L'Explication Prémisse
Cet article dit que le gouvernement peut préciser, par décret, comment s’appliquent les règles de la section relative au travail à temps partiel, soit de façon générale pour toutes les professions, soit de façon particulière pour une branche ou une profession. Surtout, si le recours massif au temps partiel crée un « déséquilibre grave et durable des conditions d’emploi » dans une branche, le gouvernement, après avoir consulté les organisations d’employeurs et de salariés concernées, peut édicter des limites au recours au temps partiel (par exemple plafonds, heures minimales, conditions). Ces limitations ne peuvent être mises en place que par décret et non par décision unilatérale d’un employeur ou d’une branche sans procédure réglementaire.
Exemple concret : dans la branche de la grande distribution, l’accroissement du temps partiel conduit à une forte précarisation et à une difficulté de recrutement stable. Après consultation des syndicats et des organisations patronales, le gouvernement publie un décret qui fixe un taux maximum de salariés à temps partiel à 35 % dans la branche et impose une durée minimale hebdomadaire de 20 heures pour les nouveaux contrats à temps partiel. Une enseigne nationale devra alors proposer la transformation de certains CDD à temps partiel en temps plein ou modifier l’organisation des postes pour respecter le plafond et la durée minimale prévus par le décret.
- Les modalités d’application de la section sont fixées par décret (portée générale ou branchée).
- Seul un décret peut instituer des limitations au recours au temps partiel pour une profession ou une branche.

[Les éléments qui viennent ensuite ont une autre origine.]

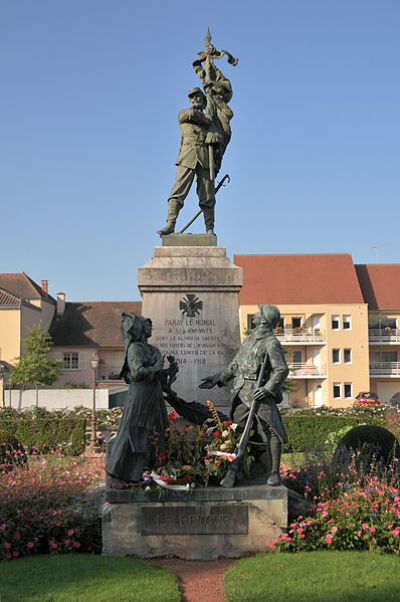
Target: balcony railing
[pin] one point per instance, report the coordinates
(384, 369)
(306, 371)
(105, 372)
(384, 335)
(300, 335)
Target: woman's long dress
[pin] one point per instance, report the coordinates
(144, 414)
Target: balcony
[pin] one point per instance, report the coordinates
(306, 371)
(301, 336)
(384, 335)
(108, 372)
(384, 369)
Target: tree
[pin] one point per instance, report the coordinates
(34, 366)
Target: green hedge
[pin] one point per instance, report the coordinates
(48, 434)
(308, 432)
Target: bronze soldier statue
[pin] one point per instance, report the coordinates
(244, 371)
(193, 160)
(205, 135)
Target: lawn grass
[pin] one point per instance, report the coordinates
(315, 577)
(85, 578)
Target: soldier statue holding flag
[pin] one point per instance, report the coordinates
(205, 128)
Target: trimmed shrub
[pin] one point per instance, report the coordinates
(309, 431)
(377, 444)
(11, 452)
(44, 435)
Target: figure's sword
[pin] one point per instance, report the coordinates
(221, 183)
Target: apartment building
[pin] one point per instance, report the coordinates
(380, 285)
(324, 322)
(23, 304)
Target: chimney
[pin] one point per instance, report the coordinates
(60, 304)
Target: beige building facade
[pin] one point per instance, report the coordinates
(326, 347)
(339, 334)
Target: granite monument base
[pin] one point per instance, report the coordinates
(203, 524)
(191, 295)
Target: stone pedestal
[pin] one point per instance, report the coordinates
(191, 295)
(201, 525)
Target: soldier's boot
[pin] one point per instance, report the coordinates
(173, 210)
(274, 478)
(209, 219)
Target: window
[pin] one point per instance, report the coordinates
(71, 360)
(348, 390)
(346, 322)
(297, 357)
(296, 323)
(250, 324)
(347, 356)
(378, 357)
(337, 393)
(335, 323)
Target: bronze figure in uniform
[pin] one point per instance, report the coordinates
(244, 370)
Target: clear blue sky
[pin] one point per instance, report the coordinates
(90, 91)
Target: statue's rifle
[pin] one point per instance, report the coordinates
(230, 477)
(221, 183)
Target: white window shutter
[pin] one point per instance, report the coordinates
(82, 360)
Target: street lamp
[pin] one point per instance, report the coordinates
(4, 375)
(93, 436)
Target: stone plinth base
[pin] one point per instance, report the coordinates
(189, 240)
(201, 525)
(191, 295)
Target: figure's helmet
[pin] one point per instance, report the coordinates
(199, 91)
(271, 315)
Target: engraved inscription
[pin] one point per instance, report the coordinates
(193, 341)
(187, 520)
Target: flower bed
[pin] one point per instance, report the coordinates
(43, 508)
(197, 455)
(355, 510)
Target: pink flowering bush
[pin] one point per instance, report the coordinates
(353, 510)
(44, 509)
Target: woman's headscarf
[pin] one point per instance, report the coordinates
(131, 328)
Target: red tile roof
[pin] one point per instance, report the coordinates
(9, 300)
(298, 279)
(380, 284)
(92, 323)
(23, 287)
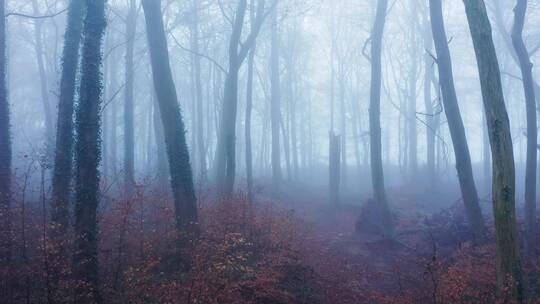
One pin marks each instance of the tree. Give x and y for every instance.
(226, 147)
(530, 102)
(87, 153)
(196, 61)
(431, 117)
(62, 172)
(249, 109)
(509, 276)
(129, 137)
(455, 124)
(275, 99)
(40, 60)
(377, 174)
(185, 202)
(5, 165)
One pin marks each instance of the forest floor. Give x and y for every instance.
(293, 247)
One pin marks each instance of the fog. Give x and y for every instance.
(269, 151)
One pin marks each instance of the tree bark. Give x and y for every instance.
(509, 276)
(377, 175)
(226, 147)
(196, 60)
(455, 124)
(431, 128)
(275, 99)
(62, 172)
(249, 110)
(173, 125)
(87, 154)
(5, 167)
(47, 109)
(532, 133)
(129, 137)
(334, 175)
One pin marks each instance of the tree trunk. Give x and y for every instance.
(194, 38)
(47, 109)
(64, 134)
(509, 276)
(87, 156)
(411, 107)
(249, 110)
(5, 167)
(455, 124)
(431, 128)
(334, 168)
(226, 147)
(129, 137)
(275, 100)
(532, 133)
(62, 172)
(173, 125)
(379, 191)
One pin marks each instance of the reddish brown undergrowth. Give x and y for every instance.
(254, 253)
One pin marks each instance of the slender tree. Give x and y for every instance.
(275, 98)
(455, 124)
(40, 60)
(226, 147)
(129, 136)
(509, 276)
(185, 202)
(87, 153)
(5, 166)
(249, 110)
(62, 172)
(530, 103)
(377, 174)
(431, 116)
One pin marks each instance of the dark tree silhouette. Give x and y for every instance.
(455, 123)
(87, 153)
(275, 98)
(62, 172)
(226, 147)
(509, 276)
(525, 65)
(185, 202)
(5, 165)
(129, 137)
(377, 175)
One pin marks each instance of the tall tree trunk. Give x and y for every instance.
(47, 109)
(508, 256)
(87, 155)
(275, 100)
(343, 124)
(173, 125)
(129, 137)
(532, 133)
(431, 128)
(455, 124)
(5, 167)
(194, 38)
(161, 159)
(411, 107)
(226, 147)
(377, 175)
(334, 175)
(249, 110)
(62, 173)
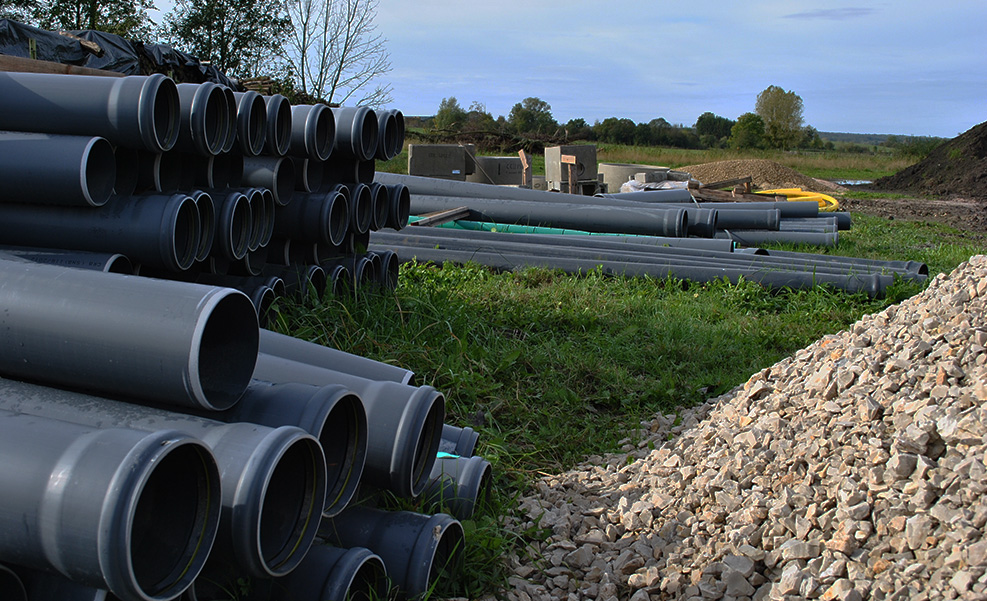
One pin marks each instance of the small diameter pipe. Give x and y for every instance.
(356, 132)
(459, 485)
(135, 111)
(273, 480)
(417, 549)
(458, 441)
(60, 170)
(204, 118)
(12, 588)
(400, 210)
(128, 510)
(161, 231)
(333, 414)
(319, 217)
(108, 262)
(303, 351)
(277, 174)
(330, 572)
(278, 136)
(251, 122)
(405, 422)
(168, 342)
(313, 131)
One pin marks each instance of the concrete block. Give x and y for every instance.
(557, 174)
(502, 171)
(446, 161)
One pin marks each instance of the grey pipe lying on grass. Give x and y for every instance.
(61, 170)
(405, 422)
(273, 480)
(169, 342)
(134, 511)
(872, 284)
(135, 111)
(417, 549)
(311, 353)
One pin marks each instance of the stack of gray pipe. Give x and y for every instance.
(148, 453)
(196, 182)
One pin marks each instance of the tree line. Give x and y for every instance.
(314, 50)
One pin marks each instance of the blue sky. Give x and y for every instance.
(894, 67)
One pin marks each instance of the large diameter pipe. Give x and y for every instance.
(161, 231)
(333, 414)
(417, 549)
(303, 351)
(313, 131)
(405, 422)
(328, 572)
(163, 341)
(650, 221)
(61, 170)
(205, 121)
(356, 132)
(251, 122)
(273, 480)
(128, 510)
(134, 111)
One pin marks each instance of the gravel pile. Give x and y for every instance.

- Condition pour limiter : existence d’un « déséquilibre grave et durable des conditions d’emploi » dans la branche ou la profession.
- Obligation de consulter les organisations d’employeurs et de salariés concernées avant adoption du décret.
- Les limitations peuvent prendre la forme de plafonds de recours, de durées minimales, ou d’autres règles encadrant l’emploi à temps partiel.
- Ces mesures s’appliquent au niveau collectif (branche/profession), pas par décision unilatérale d’un employeur isolé.
- Les décrets peuvent être contestés devant le juge administratif si leur légalité est mise en cause.